Saudi Arabia, the biggest Arab economy, launched fiscal and monetary support packages in 2020 to soften the impact of the pandemic on its economy. The relief measures were aimed at protecting banks and businesses, especially micro, small and medium-sized enterprises, during the global economic slowdown.

In June 2020, the Saudi Central Bank injected 50bn riyals ($13.33bn) into its banking sector to boost liquidity and the lending capacity of financial institutions. It provided another 50bn riyals to shore up its private sector and launched concessionary finance for SMEs of up to 13.2bn riyals and loan guarantees worth 6bn riyals.

GCC countries’ growth rate of 5.8 per cent this year, up from 3.1 per cent last year, will be supported by a number of factors “that will stimulate the output of both oil and non-oil sector”, it said. These include the positive momentum of economic reforms to diversify the economy and the positive impact of the stimulus packages to support recovery from the Covid-19 pandemic.

The UAE and other GCC countries have introduced reforms to attract foreign direct investment in the past two years. Last year, the UAE, unveiled a new industrial strategy to boost the contribution of the industrial sector to Dh300 billion ($81.68bn) in the next 10 years from Dh133bn.

The country also overhauled its commercial companies’ law in 2020 to attract more foreign capital and annulled the requirement for onshore companies to have an Emirati shareholder.

Other Arab oil-exporting countries are also expected to benefit from the planned increases in oil production volumes within the framework of the Opec+ agreement and the rise in the global oil and gas prices, bringing the group’s growth rate to 4.6 per cent in 2022, compared with 3.3 per cent in 2021, the AMF said.

Opec+ member countries, led by Saudi Arabia and Russia, are boosting oil supplies in the market every month as global economies recover from the pandemic. The group will add another 432,000 barrels per day of crude to the market in May, it said last month.

The growth rate among other Arab oil-exporting countries, however, is expected to decline to 3.9 per cent next year “due to the internal conditions that impact growth and the challenges facing this group of countries in terms of supporting business environments and increasing its attractiveness”.

Arab oil-importing countries, on the other hand, are expected to record a significant improvement in the growth rate next year at 5 per cent, on the back of aggregate demand and a gradual easing of pressures facing public budgets and balances of payments as a result of the expected decline in commodity prices next year.

The inflation in Arab counties is expected to rise to 7.5 per cent in 2022, compared with 5.7 per cent in 2021, while a relative decline in the inflation rate is expected in 2023 to reach 7.0 per cent “reflecting challenges facing global supply chains and the increase in the prices of agricultural, industrial and energy products”, the AMF said.
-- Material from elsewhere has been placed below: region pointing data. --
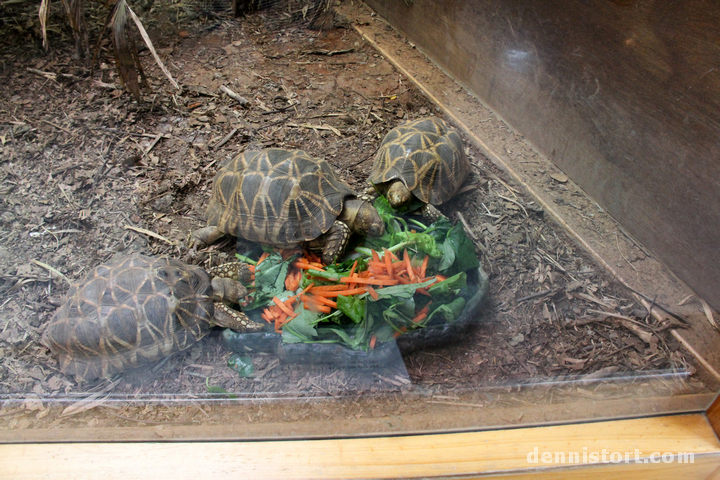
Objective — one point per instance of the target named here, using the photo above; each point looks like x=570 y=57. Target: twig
x=241 y=100
x=328 y=53
x=515 y=202
x=155 y=142
x=149 y=233
x=51 y=269
x=708 y=313
x=467 y=227
x=316 y=127
x=149 y=44
x=533 y=295
x=57 y=126
x=457 y=404
x=225 y=139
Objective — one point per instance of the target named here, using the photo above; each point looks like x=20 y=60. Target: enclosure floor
x=561 y=339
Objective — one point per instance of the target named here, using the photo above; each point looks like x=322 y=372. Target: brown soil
x=86 y=172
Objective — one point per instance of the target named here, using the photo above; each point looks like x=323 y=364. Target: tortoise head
x=362 y=218
x=398 y=194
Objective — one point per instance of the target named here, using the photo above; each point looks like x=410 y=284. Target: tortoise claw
x=233 y=319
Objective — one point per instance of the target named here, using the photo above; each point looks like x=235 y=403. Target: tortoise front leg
x=206 y=235
x=233 y=319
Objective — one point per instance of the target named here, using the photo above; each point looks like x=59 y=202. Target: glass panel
x=526 y=326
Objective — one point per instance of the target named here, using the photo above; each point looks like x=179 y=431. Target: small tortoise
x=140 y=309
x=421 y=158
x=286 y=198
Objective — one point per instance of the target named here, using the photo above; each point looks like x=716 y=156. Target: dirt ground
x=88 y=173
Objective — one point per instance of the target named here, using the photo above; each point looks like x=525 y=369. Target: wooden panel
x=713 y=415
x=622 y=95
x=390 y=457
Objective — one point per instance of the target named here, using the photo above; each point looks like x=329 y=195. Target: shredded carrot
x=373 y=293
x=308 y=266
x=287 y=310
x=345 y=293
x=327 y=288
x=292 y=280
x=423 y=267
x=316 y=307
x=369 y=281
x=411 y=273
x=352 y=269
x=325 y=301
x=388 y=263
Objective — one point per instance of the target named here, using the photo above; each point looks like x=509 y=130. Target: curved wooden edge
x=713 y=415
x=638 y=443
x=454 y=105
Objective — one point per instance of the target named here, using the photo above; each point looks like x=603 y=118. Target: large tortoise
x=286 y=198
x=139 y=309
x=423 y=159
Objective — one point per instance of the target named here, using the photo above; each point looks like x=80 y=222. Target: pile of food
x=413 y=276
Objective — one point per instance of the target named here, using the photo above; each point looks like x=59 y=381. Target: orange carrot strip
x=398 y=333
x=388 y=263
x=292 y=280
x=307 y=266
x=284 y=307
x=352 y=269
x=369 y=281
x=345 y=293
x=373 y=293
x=423 y=267
x=411 y=273
x=325 y=288
x=316 y=307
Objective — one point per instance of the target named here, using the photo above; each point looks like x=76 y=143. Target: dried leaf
x=150 y=46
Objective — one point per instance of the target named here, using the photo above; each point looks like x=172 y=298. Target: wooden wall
x=623 y=95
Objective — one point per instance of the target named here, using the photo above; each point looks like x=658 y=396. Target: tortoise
x=422 y=159
x=286 y=198
x=139 y=309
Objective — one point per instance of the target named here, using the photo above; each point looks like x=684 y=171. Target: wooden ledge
x=422 y=456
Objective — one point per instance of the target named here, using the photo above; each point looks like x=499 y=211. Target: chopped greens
x=412 y=277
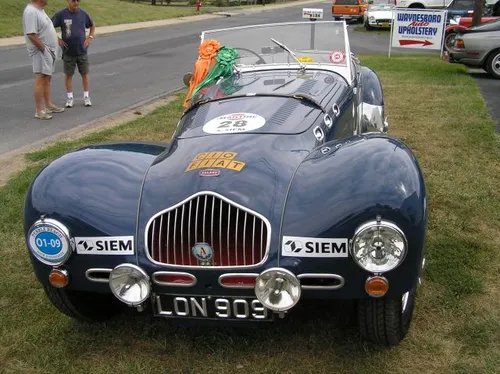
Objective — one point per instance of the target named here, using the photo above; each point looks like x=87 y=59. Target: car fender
x=94 y=192
x=345 y=184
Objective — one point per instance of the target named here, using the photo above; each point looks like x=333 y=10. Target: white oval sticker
x=234 y=123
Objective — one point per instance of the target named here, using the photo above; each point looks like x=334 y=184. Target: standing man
x=73 y=21
x=41 y=41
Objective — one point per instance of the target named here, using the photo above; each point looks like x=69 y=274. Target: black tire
x=449 y=41
x=383 y=321
x=493 y=64
x=84 y=306
x=496 y=9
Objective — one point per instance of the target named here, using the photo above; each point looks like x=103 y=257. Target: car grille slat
x=231 y=230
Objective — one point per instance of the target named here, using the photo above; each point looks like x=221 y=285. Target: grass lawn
x=435 y=107
x=103 y=12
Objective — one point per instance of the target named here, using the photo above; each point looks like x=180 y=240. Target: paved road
x=127 y=68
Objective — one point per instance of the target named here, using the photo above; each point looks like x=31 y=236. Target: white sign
x=234 y=123
x=418 y=29
x=105 y=245
x=295 y=246
x=312 y=13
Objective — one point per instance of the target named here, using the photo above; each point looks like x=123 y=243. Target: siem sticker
x=294 y=246
x=105 y=245
x=215 y=160
x=337 y=57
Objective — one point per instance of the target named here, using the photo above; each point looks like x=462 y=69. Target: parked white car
x=379 y=15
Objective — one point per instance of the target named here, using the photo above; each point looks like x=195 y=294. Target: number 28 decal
x=234 y=123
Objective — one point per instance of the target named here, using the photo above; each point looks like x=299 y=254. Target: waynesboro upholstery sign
x=418 y=29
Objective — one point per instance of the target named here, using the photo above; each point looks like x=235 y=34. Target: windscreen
x=322 y=42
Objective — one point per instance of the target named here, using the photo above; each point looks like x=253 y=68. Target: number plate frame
x=215 y=308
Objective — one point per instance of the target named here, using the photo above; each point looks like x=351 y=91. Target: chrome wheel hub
x=495 y=65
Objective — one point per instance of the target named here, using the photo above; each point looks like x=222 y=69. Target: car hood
x=251 y=171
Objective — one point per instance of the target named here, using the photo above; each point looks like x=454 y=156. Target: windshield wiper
x=284 y=47
x=294 y=96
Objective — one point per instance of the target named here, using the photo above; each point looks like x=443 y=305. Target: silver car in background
x=379 y=14
x=479 y=46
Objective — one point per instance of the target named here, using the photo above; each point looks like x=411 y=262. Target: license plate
x=211 y=307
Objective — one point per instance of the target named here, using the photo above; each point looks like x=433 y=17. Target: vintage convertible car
x=279 y=186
Inflation is rising around the globe amid higher oil prices and the conflict between Russia and Ukraine. Russia is a major supplier of oil, gas and metals, and, together with Ukraine, of wheat and corn. A supply crunch of these commodities has already driven prices up sharply.

The tightening of monetary policy will dominate in many Arab countries over the forecast horizon “to maintain the stability of exchange rate regimes and curb inflationary pressures”, the fund said.
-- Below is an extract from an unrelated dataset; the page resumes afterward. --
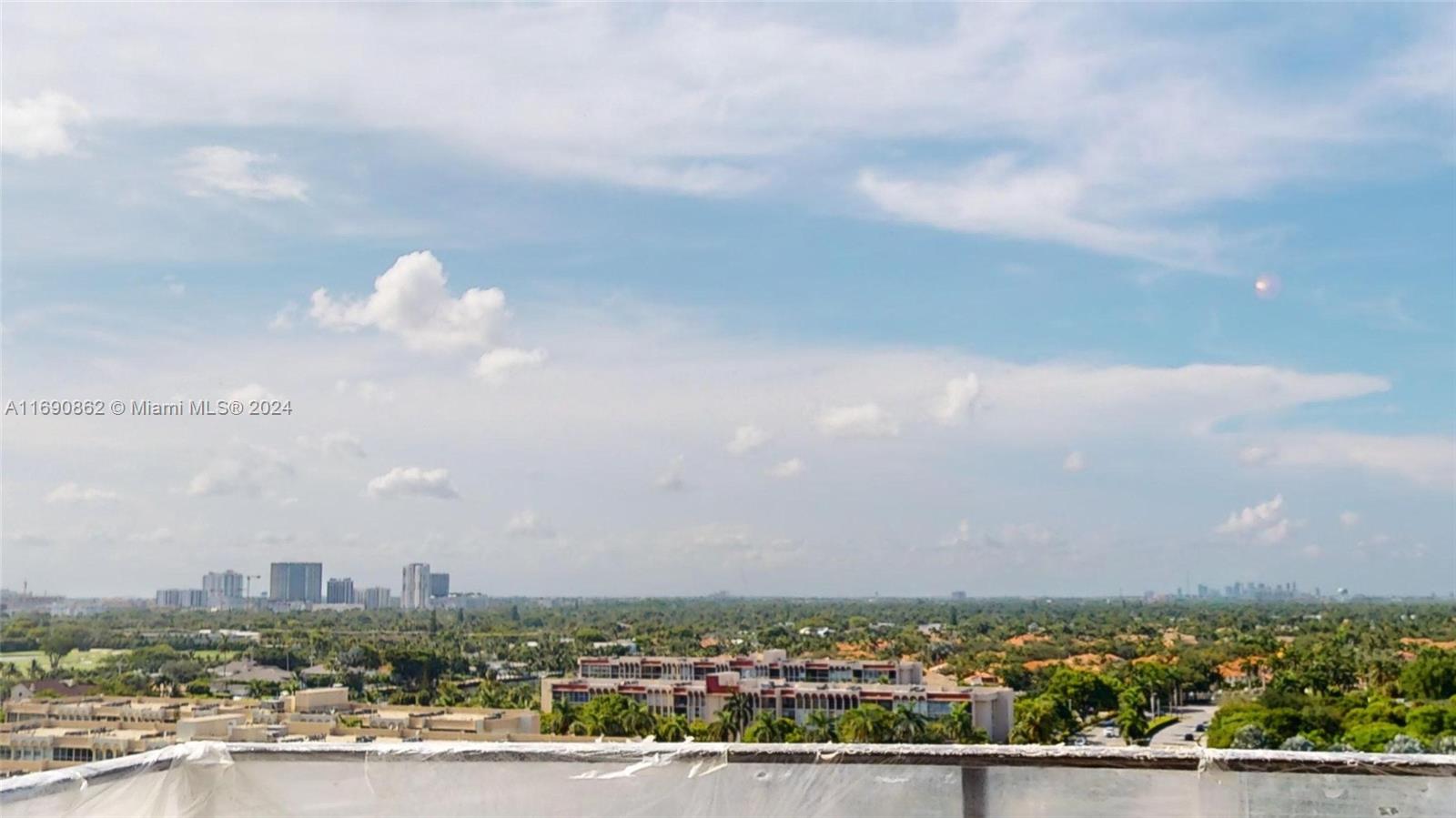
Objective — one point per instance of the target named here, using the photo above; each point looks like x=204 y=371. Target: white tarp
x=208 y=779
The consolidated public budget deficit of Arab countries as a group is expected to decrease to reach 2.4 per cent of GDP in 2022 due to the anticipated increase in oil revenue, and the achieved surplus in the GCC public budget for the first time since 2014.

The Arab countries will also record a current account surplus this year at $186.6bn, equivalent to about 6.4 per cent of the GDP, due to the increase in export receipts and interest income, according to the AMF.